Potter believes things are only going to get worse. He and his colleagues have found that several bedbug populations are resistant to pyrethroid insecticides, which are commonly used to treat infestations.

Biting Back

U.S. cities and states are taking action to fight the creepy crawlers.

Worried about the impact on tourism, Hawaii launched an education campaign on the increasing incidence of bedbugs.

In New York City a bill has been introduced to ban the sale of reconditioned mattress. And the California Department of Health Services released guidelines for the public on prevention and treatment.

Meanwhile the National Pest Management Association is actively working to educate hotels on how to recognize infestations.

"We're finding bedbugs not just in what many people consider to be fleabag hotels but also in five-star hotels," said Mannes, the association's spokesperson.

What to Do

To protect yourself when staying at a hotel, Mannes says, follow these suggestions:

Don't leave your bags on the floor. Place them on a table or luggage rack.

Immediately inspect your room. Lift up the bedsheets and look at mattress corners and around the headboard area. If you see something moving, it's probably bedbugs. Another sign of infestation is small brownish or reddish dots on linens and mattresses.

If you find bedbugs, alert management and immediately leave the room. Experts say not to panic, though.

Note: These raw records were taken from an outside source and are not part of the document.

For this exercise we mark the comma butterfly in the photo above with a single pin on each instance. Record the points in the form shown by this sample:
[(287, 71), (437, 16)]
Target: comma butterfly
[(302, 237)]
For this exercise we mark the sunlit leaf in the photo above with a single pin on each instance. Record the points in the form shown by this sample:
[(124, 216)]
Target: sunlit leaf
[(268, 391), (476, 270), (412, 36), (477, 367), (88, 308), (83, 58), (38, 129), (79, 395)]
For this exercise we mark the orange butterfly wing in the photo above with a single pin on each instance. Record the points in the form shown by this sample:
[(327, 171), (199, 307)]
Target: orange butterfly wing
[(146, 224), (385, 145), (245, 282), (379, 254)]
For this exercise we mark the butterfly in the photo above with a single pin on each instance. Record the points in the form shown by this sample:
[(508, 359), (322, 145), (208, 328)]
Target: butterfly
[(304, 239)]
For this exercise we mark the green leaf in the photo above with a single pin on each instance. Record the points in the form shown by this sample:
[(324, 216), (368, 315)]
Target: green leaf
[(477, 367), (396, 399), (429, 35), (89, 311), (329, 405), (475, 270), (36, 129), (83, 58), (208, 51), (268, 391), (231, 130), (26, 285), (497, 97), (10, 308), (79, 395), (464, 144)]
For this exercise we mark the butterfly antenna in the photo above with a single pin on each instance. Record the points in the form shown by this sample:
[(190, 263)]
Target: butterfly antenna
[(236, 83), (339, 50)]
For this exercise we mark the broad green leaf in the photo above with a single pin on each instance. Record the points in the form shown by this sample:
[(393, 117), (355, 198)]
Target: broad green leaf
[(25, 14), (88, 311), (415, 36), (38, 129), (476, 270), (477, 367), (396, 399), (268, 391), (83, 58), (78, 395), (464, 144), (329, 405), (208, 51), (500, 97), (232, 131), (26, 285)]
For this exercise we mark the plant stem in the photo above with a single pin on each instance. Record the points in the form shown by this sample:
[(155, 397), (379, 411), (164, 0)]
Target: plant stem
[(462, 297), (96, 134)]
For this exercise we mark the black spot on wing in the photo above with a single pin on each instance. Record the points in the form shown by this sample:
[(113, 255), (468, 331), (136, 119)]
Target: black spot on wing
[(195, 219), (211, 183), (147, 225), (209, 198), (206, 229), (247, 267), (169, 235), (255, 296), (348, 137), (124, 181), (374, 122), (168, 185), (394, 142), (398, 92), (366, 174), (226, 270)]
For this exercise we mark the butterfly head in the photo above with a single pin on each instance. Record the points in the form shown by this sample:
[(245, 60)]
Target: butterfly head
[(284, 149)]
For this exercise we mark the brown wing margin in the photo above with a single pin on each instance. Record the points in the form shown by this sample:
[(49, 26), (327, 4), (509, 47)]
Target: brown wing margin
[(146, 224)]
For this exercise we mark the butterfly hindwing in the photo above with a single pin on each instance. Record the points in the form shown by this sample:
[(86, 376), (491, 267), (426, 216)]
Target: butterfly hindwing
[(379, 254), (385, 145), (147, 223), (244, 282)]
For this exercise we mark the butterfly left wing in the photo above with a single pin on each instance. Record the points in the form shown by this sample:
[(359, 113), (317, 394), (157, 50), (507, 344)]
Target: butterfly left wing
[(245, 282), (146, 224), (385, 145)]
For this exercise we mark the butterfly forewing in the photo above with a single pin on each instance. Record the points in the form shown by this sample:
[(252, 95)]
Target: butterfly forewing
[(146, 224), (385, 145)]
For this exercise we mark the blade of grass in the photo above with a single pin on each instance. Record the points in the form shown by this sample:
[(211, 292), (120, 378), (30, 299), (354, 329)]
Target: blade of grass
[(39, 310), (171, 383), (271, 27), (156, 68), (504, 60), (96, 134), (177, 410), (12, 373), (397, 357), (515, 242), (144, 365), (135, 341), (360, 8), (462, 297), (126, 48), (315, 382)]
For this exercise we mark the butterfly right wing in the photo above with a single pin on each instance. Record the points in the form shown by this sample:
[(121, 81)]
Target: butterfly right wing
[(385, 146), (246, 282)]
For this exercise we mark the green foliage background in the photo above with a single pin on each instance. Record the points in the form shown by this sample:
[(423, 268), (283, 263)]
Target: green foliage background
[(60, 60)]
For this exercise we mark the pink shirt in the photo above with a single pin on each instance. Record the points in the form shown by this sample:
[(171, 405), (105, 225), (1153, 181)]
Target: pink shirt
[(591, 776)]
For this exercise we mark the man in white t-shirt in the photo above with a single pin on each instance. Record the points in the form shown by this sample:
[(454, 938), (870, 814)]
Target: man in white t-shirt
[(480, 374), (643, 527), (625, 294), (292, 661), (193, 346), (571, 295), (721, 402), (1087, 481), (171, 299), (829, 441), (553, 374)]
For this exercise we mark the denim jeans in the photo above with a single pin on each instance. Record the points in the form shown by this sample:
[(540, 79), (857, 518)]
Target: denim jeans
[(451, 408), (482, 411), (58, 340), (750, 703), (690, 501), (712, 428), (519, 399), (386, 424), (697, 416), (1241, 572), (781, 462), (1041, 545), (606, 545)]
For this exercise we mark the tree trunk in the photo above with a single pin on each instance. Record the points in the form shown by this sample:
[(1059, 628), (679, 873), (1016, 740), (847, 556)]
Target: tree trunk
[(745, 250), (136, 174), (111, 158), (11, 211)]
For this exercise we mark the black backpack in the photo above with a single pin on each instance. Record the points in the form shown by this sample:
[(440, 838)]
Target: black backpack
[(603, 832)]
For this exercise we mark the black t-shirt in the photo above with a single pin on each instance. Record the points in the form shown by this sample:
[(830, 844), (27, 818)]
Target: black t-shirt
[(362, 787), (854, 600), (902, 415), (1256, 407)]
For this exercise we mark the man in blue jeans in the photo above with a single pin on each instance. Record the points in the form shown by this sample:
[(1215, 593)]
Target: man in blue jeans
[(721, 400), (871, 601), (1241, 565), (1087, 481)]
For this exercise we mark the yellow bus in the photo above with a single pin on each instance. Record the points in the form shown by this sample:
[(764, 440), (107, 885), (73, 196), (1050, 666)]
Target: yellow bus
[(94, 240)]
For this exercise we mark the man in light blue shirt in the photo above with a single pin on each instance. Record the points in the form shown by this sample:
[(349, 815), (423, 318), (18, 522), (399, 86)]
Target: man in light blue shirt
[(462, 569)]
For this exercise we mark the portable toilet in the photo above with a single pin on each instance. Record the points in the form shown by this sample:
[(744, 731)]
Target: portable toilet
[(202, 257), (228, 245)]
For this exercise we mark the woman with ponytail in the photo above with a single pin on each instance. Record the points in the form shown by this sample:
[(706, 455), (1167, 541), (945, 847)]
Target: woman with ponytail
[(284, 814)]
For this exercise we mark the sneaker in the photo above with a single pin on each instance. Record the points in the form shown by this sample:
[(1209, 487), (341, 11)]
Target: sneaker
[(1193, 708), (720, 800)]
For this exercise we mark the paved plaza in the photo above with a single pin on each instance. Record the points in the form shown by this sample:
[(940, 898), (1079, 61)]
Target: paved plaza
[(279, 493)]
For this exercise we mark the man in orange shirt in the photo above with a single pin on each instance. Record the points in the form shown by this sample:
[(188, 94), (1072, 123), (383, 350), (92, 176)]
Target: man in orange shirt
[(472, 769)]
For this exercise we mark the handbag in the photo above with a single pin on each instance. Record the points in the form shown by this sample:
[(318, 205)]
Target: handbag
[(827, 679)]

The bugs can travel through walls to nearby rooms, but the entire hotel may not be infested.

If you think you've brought bedbugs home from a trip, you might try the following:

Leave your suitcase outside for at least a day and immediately launder clothing. Put items that can't be washed, like leather shoes or toys, in the dryer for at least five minutes, says Potter, the entomologist. The heat kills the bugs.

Call a pest-control company, says Mannes, whose employer represents pest-control businesses.

Hunting Dogs

Ridding a home of bedbugs is a daunting task—not to mention tracking them down in the first place.

"The first thing is finding them," Mannes said. "That's the most difficult thing. It can take hours."

The insects hide behind baseboards, electrical switch plates, picture frames, even wallpaper.

In addition to a visual inspection, there are a few bedbug-detection dogs around the U.S.

Carl Massicott runs Advanced K9 Detectives in Milford, Connecticut. He says his dog Jada commands up to U.S. $200 an hour and can locate the bugs in a matter of minutes.

But, he said, "I don't exterminate. All we do is find them."

Once the bedbugs are located, several treatments may be necessary.

The University of Kentucky's Potter says there are few quick fixes.

"It's not uncommon at all to battle bedbugs for a period of months, and some infestations as much as a year."